Yesterday, Adrian Sanders MP wrote an entry in his blog (speakers on when you visit it!) entitled Don’t swallow that coin, in which he argued that early doubts about the euro have been proved unfounded. I am unable to leave a reply on the blog (MySpace is fighting me!) so I am obliged to do so here.
Though it is true that early scepticism about the euro has given way to cautious optimism, the evidence that Mr. Sanders gives for hailing it as an untrammelled success is flawed. His statement that “the new currency is competing with the Dollar for top spot in the world's list of currencies” is at least a bit premature. The Euro accounts for only 25 per cent of global foreign exchange reserves as compared with 66 per cent for the dollar.
Similarly, his claim that “ more and more of the world's goods and resources are being priced in Euros rather than Dollars”, though perhaps true, may exaggerate its significance. While the accession of ten new members to the European Union (and in three days it will be 12) has required them to peg their currencies to the euro rather than to the dollar, the enlargement process is stalling, and anyway is ultimately limited. A few other countries may be seeking to shift their own currency peg to the euro, but the dollar remains the yardstick by which others are measured.
In fact, some of Mr. Sanders’ claims are frankly outlandish. That the face value of printed notes is now greater than that of the dollar, having doubled in five years, is neither relevant nor automatically to be welcomed. The dollar’s fall relative to the euro may have assisted this transition, but it is not helping European exporters (at least, not on the Continent). Meanwhile, the fact that the money-supply has doubled in five years is usually a sign of inflation.
Of course, if the European Central Bank had deliberately chosen an inflationary policy it might be understandable, as some of the larger Euro-zone countries have been struggling with deflationary pressure over the past few years. Certainly anything that could save Germany and France from their stagnation should be welcomed. However, the UK has been happily free of deflation and growing steadily over the past few years – in fact it is inflation that under Gordon Brown has been causing us concern. Thank heavens, therefore, that we have an independent central bank that can respond to our specific economic circumstances!
Mr. Sanders attempts to ridicule Britain’s monetary independence by suggesting that “by staying out, [all] we retain [is] the Queen's head on the bits of paper we exchange for goods and services, our banks make massive profits out of us, and we keep our coins”. In fact, the Bank of England has done (and forgive me for what must be one of the most apposite puns in history) a Sterling job in maintaining price stability – far better than the ECB, which has overseen a mini-recession in Germany while other member-states have witnessed inflation.
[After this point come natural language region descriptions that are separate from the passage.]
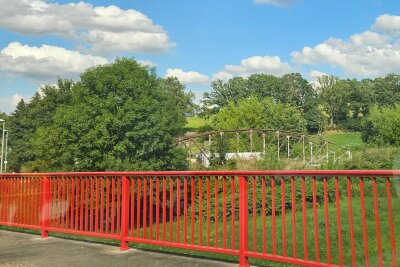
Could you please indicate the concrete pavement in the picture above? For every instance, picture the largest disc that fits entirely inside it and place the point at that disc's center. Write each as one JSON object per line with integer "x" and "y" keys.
{"x": 28, "y": 250}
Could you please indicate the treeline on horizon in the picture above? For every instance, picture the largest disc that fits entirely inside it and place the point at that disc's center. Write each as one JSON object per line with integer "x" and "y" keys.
{"x": 122, "y": 116}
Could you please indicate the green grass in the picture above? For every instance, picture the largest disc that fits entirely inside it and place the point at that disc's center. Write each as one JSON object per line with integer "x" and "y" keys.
{"x": 194, "y": 123}
{"x": 322, "y": 246}
{"x": 352, "y": 139}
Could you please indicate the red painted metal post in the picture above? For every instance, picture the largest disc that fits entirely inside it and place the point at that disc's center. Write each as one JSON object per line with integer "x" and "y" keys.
{"x": 243, "y": 221}
{"x": 390, "y": 213}
{"x": 45, "y": 206}
{"x": 125, "y": 213}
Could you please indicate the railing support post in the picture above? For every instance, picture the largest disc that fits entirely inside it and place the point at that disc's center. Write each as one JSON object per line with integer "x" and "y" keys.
{"x": 45, "y": 206}
{"x": 243, "y": 222}
{"x": 125, "y": 213}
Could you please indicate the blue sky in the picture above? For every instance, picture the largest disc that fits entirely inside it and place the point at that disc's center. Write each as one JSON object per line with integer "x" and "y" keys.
{"x": 196, "y": 41}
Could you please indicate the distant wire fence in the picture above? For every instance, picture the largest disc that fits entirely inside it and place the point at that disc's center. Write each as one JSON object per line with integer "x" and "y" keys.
{"x": 308, "y": 218}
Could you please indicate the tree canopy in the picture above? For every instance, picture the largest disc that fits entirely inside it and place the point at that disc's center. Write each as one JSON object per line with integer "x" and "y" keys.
{"x": 119, "y": 116}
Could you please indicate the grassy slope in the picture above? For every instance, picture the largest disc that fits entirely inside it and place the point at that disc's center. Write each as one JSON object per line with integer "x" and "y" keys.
{"x": 194, "y": 123}
{"x": 344, "y": 139}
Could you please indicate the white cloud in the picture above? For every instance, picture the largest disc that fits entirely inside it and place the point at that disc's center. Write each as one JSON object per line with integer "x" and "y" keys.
{"x": 104, "y": 29}
{"x": 148, "y": 63}
{"x": 8, "y": 103}
{"x": 387, "y": 23}
{"x": 45, "y": 61}
{"x": 257, "y": 64}
{"x": 280, "y": 3}
{"x": 367, "y": 54}
{"x": 188, "y": 76}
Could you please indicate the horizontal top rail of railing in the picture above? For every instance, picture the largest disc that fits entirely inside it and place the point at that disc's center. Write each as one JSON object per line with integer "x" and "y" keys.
{"x": 315, "y": 218}
{"x": 327, "y": 173}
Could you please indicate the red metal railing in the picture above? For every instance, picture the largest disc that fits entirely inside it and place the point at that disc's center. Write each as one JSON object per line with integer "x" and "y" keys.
{"x": 308, "y": 218}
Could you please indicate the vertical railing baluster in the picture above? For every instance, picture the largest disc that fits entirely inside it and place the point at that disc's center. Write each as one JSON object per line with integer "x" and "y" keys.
{"x": 243, "y": 221}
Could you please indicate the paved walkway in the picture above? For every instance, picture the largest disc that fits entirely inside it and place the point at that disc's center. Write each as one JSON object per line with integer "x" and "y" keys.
{"x": 26, "y": 250}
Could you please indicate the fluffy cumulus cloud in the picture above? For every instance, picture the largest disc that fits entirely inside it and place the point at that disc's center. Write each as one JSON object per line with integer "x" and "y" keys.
{"x": 388, "y": 23}
{"x": 8, "y": 103}
{"x": 315, "y": 74}
{"x": 45, "y": 61}
{"x": 147, "y": 63}
{"x": 188, "y": 77}
{"x": 257, "y": 64}
{"x": 104, "y": 29}
{"x": 280, "y": 3}
{"x": 367, "y": 54}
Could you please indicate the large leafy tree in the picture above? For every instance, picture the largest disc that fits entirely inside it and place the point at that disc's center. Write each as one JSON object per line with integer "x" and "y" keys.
{"x": 183, "y": 100}
{"x": 255, "y": 113}
{"x": 382, "y": 126}
{"x": 224, "y": 92}
{"x": 122, "y": 117}
{"x": 28, "y": 117}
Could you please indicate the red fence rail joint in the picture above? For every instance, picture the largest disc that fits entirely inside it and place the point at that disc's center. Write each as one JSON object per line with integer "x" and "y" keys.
{"x": 297, "y": 217}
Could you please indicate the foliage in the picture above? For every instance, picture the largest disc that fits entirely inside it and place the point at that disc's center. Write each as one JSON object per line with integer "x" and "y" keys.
{"x": 255, "y": 113}
{"x": 220, "y": 148}
{"x": 28, "y": 117}
{"x": 183, "y": 100}
{"x": 117, "y": 117}
{"x": 382, "y": 126}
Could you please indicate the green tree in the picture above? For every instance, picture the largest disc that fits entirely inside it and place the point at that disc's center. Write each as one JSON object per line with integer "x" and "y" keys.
{"x": 255, "y": 113}
{"x": 182, "y": 99}
{"x": 382, "y": 126}
{"x": 333, "y": 97}
{"x": 28, "y": 117}
{"x": 122, "y": 117}
{"x": 222, "y": 93}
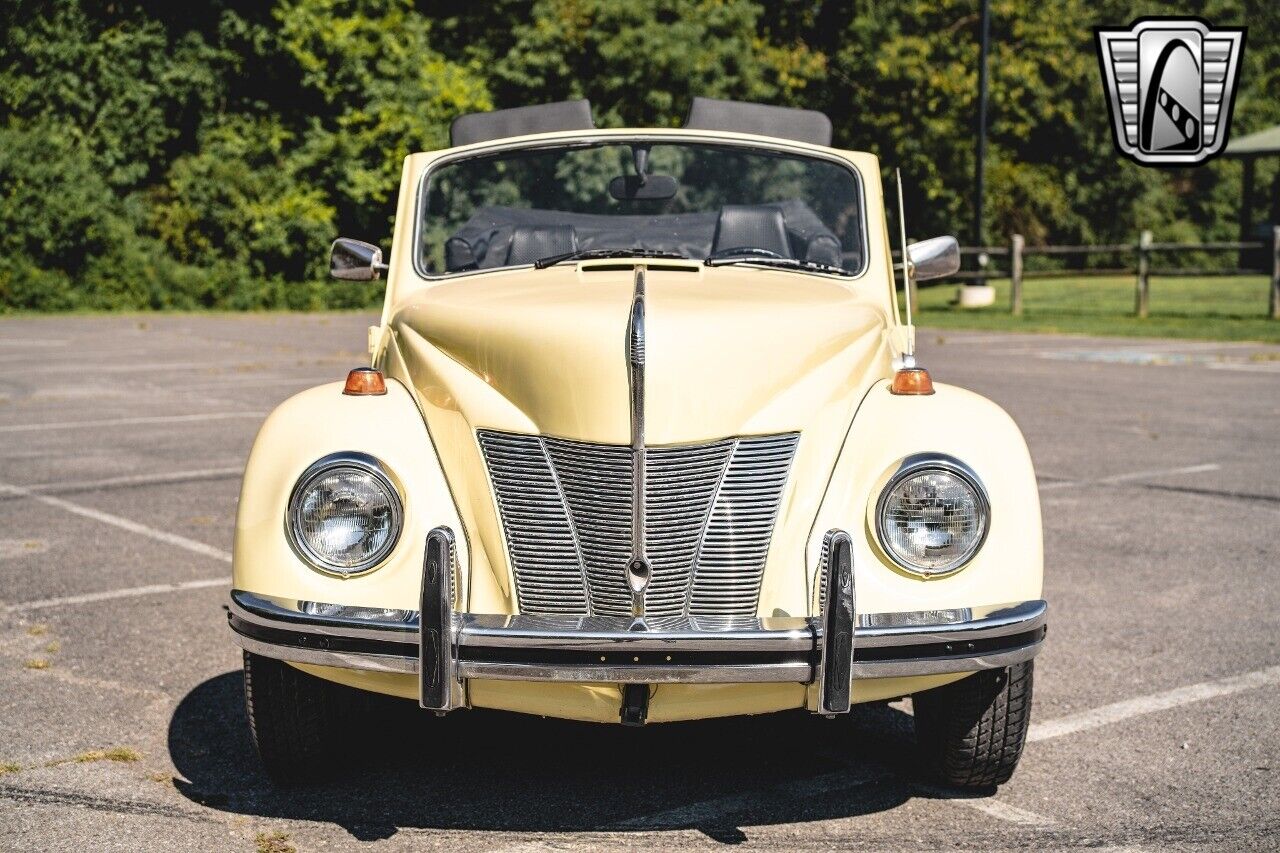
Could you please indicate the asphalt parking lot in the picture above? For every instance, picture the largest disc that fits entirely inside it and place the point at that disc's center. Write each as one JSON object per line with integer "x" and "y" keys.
{"x": 1157, "y": 702}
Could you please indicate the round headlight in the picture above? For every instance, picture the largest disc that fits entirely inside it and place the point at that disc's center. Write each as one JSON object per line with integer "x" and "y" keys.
{"x": 344, "y": 515}
{"x": 932, "y": 516}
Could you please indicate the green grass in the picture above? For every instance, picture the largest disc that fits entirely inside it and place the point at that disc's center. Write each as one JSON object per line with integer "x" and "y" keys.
{"x": 1215, "y": 309}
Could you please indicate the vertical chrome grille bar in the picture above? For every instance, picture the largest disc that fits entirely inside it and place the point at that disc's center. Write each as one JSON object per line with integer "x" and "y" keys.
{"x": 836, "y": 667}
{"x": 437, "y": 664}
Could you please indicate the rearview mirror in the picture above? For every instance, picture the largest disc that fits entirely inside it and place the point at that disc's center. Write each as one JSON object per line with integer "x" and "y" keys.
{"x": 650, "y": 187}
{"x": 355, "y": 260}
{"x": 936, "y": 258}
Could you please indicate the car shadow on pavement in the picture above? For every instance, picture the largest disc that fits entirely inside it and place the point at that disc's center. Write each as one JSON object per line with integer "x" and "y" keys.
{"x": 488, "y": 770}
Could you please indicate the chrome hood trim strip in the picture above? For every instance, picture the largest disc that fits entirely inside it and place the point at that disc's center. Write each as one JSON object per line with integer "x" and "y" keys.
{"x": 639, "y": 570}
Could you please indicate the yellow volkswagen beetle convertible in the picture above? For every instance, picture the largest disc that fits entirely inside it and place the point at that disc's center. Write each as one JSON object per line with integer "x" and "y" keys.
{"x": 641, "y": 439}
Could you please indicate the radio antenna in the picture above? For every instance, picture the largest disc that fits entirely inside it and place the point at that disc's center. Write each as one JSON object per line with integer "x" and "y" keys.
{"x": 906, "y": 267}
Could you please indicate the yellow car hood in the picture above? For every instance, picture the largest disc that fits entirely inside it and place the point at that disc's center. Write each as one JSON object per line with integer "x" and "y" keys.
{"x": 728, "y": 351}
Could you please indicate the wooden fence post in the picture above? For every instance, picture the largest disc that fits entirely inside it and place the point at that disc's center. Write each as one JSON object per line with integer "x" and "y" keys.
{"x": 1143, "y": 296}
{"x": 1275, "y": 273}
{"x": 1015, "y": 274}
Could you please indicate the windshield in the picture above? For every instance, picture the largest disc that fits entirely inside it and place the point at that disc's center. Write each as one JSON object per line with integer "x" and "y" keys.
{"x": 661, "y": 199}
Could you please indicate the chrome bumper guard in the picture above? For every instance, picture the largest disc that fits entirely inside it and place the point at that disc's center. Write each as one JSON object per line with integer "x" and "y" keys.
{"x": 447, "y": 647}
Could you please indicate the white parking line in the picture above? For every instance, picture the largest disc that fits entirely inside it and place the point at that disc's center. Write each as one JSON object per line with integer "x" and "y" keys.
{"x": 990, "y": 807}
{"x": 86, "y": 598}
{"x": 140, "y": 479}
{"x": 124, "y": 524}
{"x": 129, "y": 422}
{"x": 1119, "y": 711}
{"x": 1128, "y": 478}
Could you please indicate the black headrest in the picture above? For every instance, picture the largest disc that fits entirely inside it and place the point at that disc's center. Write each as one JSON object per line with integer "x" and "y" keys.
{"x": 743, "y": 117}
{"x": 519, "y": 121}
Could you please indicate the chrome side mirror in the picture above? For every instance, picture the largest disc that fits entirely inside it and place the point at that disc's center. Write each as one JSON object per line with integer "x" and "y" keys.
{"x": 355, "y": 260}
{"x": 936, "y": 258}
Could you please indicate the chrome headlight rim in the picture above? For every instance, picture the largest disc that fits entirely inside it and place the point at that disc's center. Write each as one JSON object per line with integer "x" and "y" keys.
{"x": 919, "y": 464}
{"x": 324, "y": 466}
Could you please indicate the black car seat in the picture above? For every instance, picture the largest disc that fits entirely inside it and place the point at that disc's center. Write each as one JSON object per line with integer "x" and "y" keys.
{"x": 458, "y": 255}
{"x": 531, "y": 242}
{"x": 824, "y": 249}
{"x": 749, "y": 227}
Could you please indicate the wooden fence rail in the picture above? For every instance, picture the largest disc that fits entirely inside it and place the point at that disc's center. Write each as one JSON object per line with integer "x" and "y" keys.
{"x": 1142, "y": 269}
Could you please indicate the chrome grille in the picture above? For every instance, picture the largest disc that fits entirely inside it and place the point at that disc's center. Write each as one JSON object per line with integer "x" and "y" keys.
{"x": 566, "y": 515}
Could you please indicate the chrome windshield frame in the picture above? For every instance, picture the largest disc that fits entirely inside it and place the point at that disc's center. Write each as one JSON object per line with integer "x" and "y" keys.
{"x": 588, "y": 138}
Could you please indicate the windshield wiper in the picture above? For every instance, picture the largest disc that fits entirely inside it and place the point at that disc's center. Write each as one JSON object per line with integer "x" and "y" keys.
{"x": 588, "y": 254}
{"x": 787, "y": 263}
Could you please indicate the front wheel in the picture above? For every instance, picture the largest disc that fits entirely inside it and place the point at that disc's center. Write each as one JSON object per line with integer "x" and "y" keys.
{"x": 972, "y": 731}
{"x": 301, "y": 725}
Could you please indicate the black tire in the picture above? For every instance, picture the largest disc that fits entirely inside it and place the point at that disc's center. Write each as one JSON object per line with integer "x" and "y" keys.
{"x": 301, "y": 725}
{"x": 972, "y": 731}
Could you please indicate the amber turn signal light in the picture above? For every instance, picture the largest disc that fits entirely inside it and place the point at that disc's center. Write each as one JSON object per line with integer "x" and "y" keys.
{"x": 365, "y": 382}
{"x": 912, "y": 381}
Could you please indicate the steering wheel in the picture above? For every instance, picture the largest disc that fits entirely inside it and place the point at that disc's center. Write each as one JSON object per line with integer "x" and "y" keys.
{"x": 743, "y": 250}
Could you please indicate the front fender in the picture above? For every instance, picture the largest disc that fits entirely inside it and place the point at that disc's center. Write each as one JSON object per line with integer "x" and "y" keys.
{"x": 314, "y": 424}
{"x": 887, "y": 428}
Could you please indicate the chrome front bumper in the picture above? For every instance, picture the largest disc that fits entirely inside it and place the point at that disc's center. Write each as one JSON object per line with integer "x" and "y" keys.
{"x": 446, "y": 647}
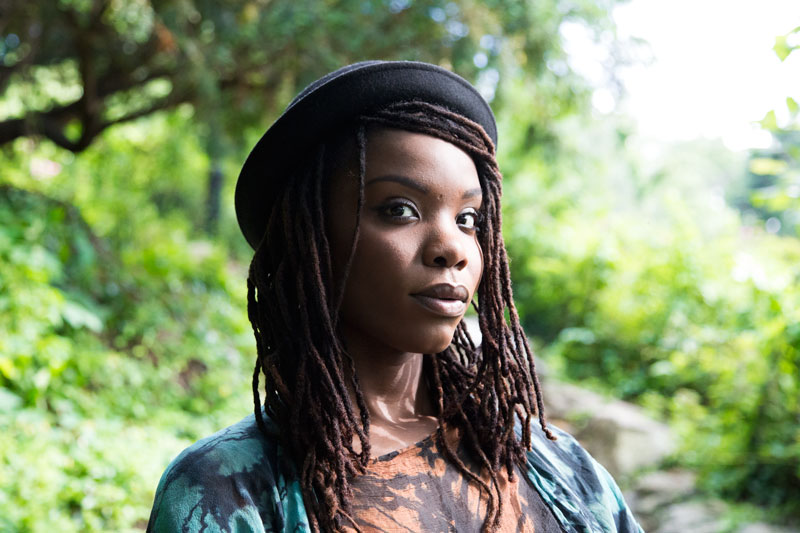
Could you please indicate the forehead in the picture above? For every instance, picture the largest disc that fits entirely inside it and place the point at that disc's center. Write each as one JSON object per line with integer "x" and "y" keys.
{"x": 419, "y": 156}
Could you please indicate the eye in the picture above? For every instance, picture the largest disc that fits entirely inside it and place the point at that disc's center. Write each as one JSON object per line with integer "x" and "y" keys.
{"x": 469, "y": 219}
{"x": 399, "y": 210}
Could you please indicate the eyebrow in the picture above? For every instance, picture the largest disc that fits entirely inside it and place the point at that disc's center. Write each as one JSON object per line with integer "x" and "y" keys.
{"x": 417, "y": 186}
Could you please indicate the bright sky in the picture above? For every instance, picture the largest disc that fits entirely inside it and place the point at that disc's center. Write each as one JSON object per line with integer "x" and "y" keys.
{"x": 713, "y": 70}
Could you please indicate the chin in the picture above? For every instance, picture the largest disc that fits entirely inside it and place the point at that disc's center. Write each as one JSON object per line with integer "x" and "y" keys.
{"x": 437, "y": 341}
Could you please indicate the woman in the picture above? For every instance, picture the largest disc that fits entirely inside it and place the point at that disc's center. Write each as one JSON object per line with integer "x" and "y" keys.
{"x": 373, "y": 204}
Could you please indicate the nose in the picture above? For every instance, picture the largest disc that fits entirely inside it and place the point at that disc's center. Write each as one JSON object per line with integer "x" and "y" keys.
{"x": 445, "y": 246}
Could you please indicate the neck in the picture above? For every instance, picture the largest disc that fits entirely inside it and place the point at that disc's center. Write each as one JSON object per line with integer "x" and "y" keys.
{"x": 392, "y": 385}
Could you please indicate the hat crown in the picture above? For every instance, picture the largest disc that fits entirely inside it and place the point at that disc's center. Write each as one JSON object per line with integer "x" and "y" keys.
{"x": 329, "y": 103}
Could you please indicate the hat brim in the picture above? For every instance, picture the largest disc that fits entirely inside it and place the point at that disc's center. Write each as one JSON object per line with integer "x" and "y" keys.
{"x": 332, "y": 101}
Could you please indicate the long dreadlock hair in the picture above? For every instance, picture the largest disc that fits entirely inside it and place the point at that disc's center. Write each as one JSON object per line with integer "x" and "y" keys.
{"x": 293, "y": 308}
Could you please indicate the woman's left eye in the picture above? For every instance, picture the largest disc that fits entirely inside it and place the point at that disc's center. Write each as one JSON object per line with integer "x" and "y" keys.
{"x": 468, "y": 219}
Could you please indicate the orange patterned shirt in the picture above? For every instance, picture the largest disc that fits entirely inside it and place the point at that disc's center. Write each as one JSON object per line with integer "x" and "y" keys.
{"x": 417, "y": 490}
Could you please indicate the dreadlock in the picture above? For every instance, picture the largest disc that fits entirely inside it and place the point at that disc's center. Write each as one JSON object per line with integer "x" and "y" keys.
{"x": 293, "y": 310}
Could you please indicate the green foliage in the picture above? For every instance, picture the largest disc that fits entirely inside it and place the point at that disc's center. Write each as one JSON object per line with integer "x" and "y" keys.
{"x": 644, "y": 282}
{"x": 124, "y": 335}
{"x": 125, "y": 328}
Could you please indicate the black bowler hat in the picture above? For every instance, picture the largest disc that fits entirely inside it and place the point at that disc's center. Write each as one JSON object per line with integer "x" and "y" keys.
{"x": 332, "y": 101}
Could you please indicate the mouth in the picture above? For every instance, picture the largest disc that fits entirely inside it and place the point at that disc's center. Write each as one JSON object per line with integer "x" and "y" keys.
{"x": 444, "y": 299}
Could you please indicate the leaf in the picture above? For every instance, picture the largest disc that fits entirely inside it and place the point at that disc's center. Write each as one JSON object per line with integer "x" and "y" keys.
{"x": 78, "y": 316}
{"x": 770, "y": 121}
{"x": 781, "y": 47}
{"x": 792, "y": 104}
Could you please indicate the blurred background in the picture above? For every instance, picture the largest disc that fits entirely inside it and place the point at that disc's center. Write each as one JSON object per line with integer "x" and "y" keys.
{"x": 651, "y": 153}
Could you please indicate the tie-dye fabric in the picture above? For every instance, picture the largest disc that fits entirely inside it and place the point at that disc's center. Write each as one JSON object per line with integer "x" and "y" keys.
{"x": 416, "y": 489}
{"x": 239, "y": 480}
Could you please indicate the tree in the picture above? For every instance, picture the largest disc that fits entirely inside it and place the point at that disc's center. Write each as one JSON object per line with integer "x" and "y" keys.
{"x": 69, "y": 69}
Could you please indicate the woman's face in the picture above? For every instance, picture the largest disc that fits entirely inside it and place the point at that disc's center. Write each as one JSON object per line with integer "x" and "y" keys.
{"x": 417, "y": 261}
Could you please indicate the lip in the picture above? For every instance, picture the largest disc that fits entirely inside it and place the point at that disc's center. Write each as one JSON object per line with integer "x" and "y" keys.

Furthermore, the pound has managed to steer a course between the euro and the dollar, which is handy because half our trade (the half Mr. Sanders ignores) is still with the dollar zone. So while Mr. Sanders may be right to say that “If you run a business that trades with the Euro zone you pay exchange rate commissions to the banks on your transactions, that increase your costs and reduce your competitiveness”, he neglects the fact that if you run a business trading with the dollar zone and we had adopted the euro, you would have experienced massive and unpredictable volatility in exchange rates that would have disrupted any long-range economic calculations. This is far less of an issue for our European neighbours, as they have increasingly shifted from trading globally to trading regionally, but the fact that they are doing so does not prove that the Single Market generates better returns than global trade; it merely proves that trade will follow the path of least resistance.
Mr. Sanders’ suggestion that “The Euro is achieving … a single currency zone and market that could match and compete with the Dollar and US economy on equal terms” is ludicrous. The European economy may be as large as that of the USA, but this was not caused by the Euro. Neither has the euro-zone’s economy performed as well as that of the dollar zone, though America does appear to be moving into a period of slower growth.
It is clear from his blog that Mr. Sanders has been drawn in by the economic (supra-)nationalism of the euro’s perceived success against the dollar and has lost sight of the real goal, which is the British economy. This is a shame. Whether Britain will fare better within the euro-zone or with its own currency is a matter of national policy that should be based on sound economic reasoning and not a puerile competition with the Americans over whose currency is the biggest. I would heartily concur with Mr. Sanders that one should not swallow either euro or British coins. I suggest one should not swallow his argument, either. Whether we decide to swallow the euro will require more – and more elevated – debate than Mr. Sanders provides.